City to Put $100M into ‘Transforming’ Parts of Queens Blvd.

City to Put $100M into ‘Transforming’ Parts of Queens Blvd.

The Vision Zero Great Streets funding includes $100 million to be used to improve segments of Queens Boulevard.

The Vision Zero Great Streets funding includes $100 million to be used to improve segments of Queens Boulevard.

The de Blasio administration has included $100 million in the Capital Budget to transform Queens Boulevard into a more secure thoroughfare, according to the Department of Transportation.

In a City Council hearing last week, DOT officials detailed Vision Zero Great Streets, a $250 million initiative dedicated to changing four high-crash arterial roads in Queens, Brooklyn and the Bronx to “truly safe streets.”

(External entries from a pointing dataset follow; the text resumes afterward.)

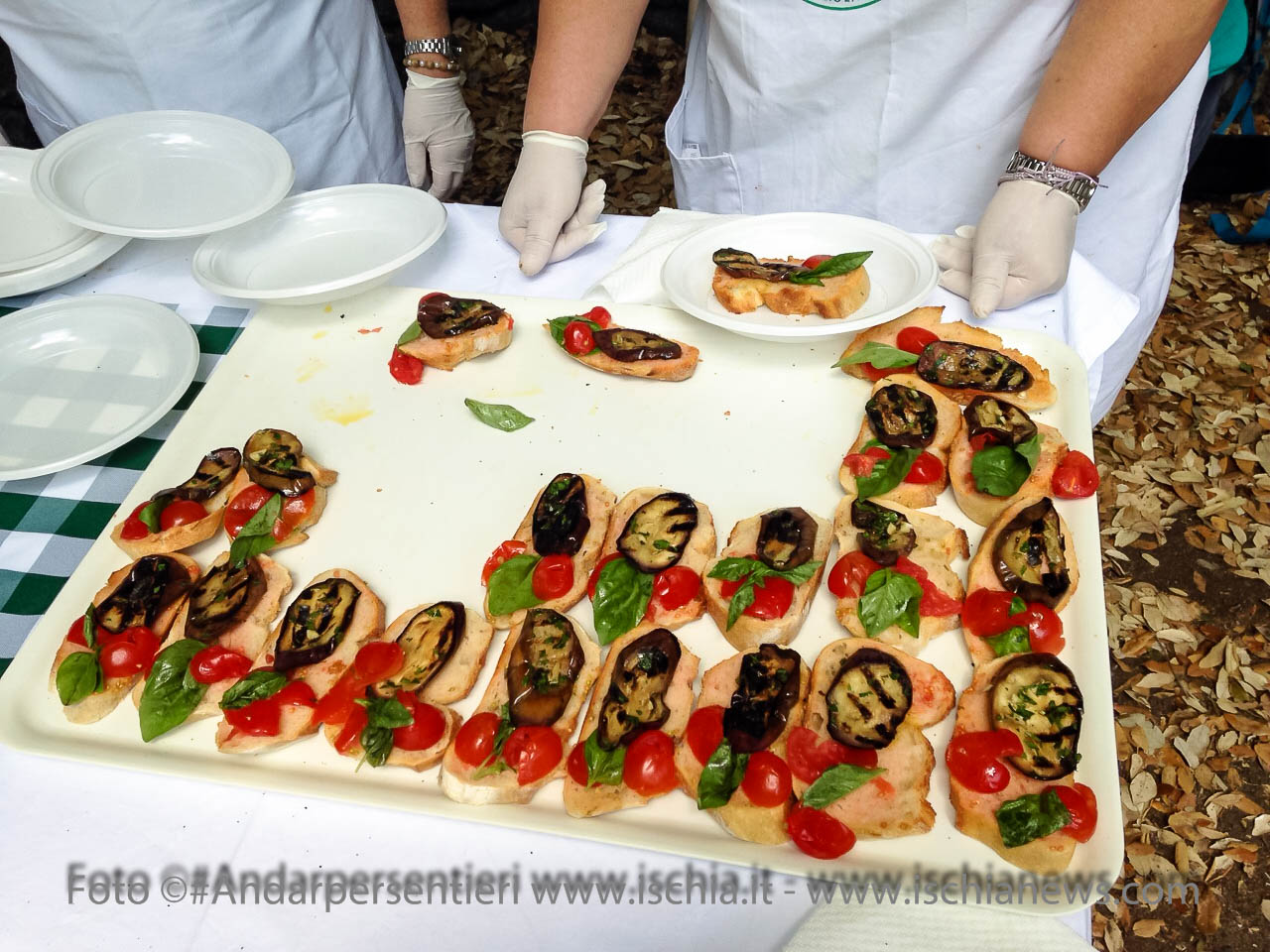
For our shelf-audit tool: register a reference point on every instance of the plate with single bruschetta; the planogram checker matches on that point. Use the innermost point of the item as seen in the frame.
(799, 276)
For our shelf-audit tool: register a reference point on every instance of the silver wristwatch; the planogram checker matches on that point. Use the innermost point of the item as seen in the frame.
(1076, 184)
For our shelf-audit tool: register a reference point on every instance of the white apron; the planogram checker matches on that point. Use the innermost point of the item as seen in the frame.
(907, 111)
(316, 73)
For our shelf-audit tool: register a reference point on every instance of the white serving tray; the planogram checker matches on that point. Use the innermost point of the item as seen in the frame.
(426, 492)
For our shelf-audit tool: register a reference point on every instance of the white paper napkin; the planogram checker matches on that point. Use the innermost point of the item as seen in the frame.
(1088, 313)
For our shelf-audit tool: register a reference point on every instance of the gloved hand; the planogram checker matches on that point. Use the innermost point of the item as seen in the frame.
(439, 134)
(547, 213)
(1019, 252)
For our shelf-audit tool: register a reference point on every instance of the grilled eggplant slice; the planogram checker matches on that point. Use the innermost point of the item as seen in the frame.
(636, 693)
(657, 534)
(949, 363)
(223, 597)
(153, 584)
(1007, 424)
(543, 667)
(272, 460)
(429, 643)
(627, 345)
(1029, 555)
(444, 316)
(767, 688)
(1035, 696)
(869, 699)
(316, 624)
(786, 538)
(884, 534)
(902, 416)
(561, 520)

The routes are Queens Boulevard, 4th Avenue and Atlantic Avenue in Brooklyn, and the Grand Concourse in the Bronx.

According to the DOT, more than 60 percent of pedestrian fatalities in the five boroughs occur on 15 percent of city streets. On Queens Boulevard, from 2009 through 2013, 55 pedestrians were killed or seriously injured; during the same period on 4th Avenue, 60 pedestrians were killed or seriously injured; Atlantic Avenue saw 64 pedestrians killed or seriously injured in that four-year span; and on the Grand Concourse, 70 pedestrians were killed or seriously injured.

Many of the corridors with the highest rates of fatal- and severe-injury pedestrian crashes per mile are wide roads that divide neighborhoods and communities, “but have the potential to serve as connectors,” agency officials noted.

The Great Streets funding will be used to improve segments of Queens Boulevard, a 7.2 mile, complex, multi-roadway corridor nefariously dubbed the “Boulevard of Death” and cuts across more than half the borough. The long crossing distances, high traffic speeds and highway-like urban design have contributed to historically high crash rates, according to the DOT.

In January 2015, the NYPD, DOT and 100 residents, merchants and other stakeholders participated in the first Queens Boulevard design workshop. This meeting yielded requests and suggestions, including calmed service roads, improved crossings, the addition of a protected bike lane, and beautification. DOT is currently considering the input received and intends to design and implement solutions this year, the agency explained, and simultaneously begin planning for the long-term capital-funded changes needed to permanently remake the boulevard’s battered image.

According to Transportation, Great Streets will “rethink and redesign” all four major corridors in order to prevent serious crashes, enhance mobility, increase accessibility, and enhance neighborhood vitality.

Additionally, Great Streets capital projects will be fast-tracked in order to allow a permanent build-out of street improvements made initially with temporary materials. DOT indicated that residents could begin to see construction of expanded pedestrian space, beautified medians, and physically separated bike paths on major streets by 2017.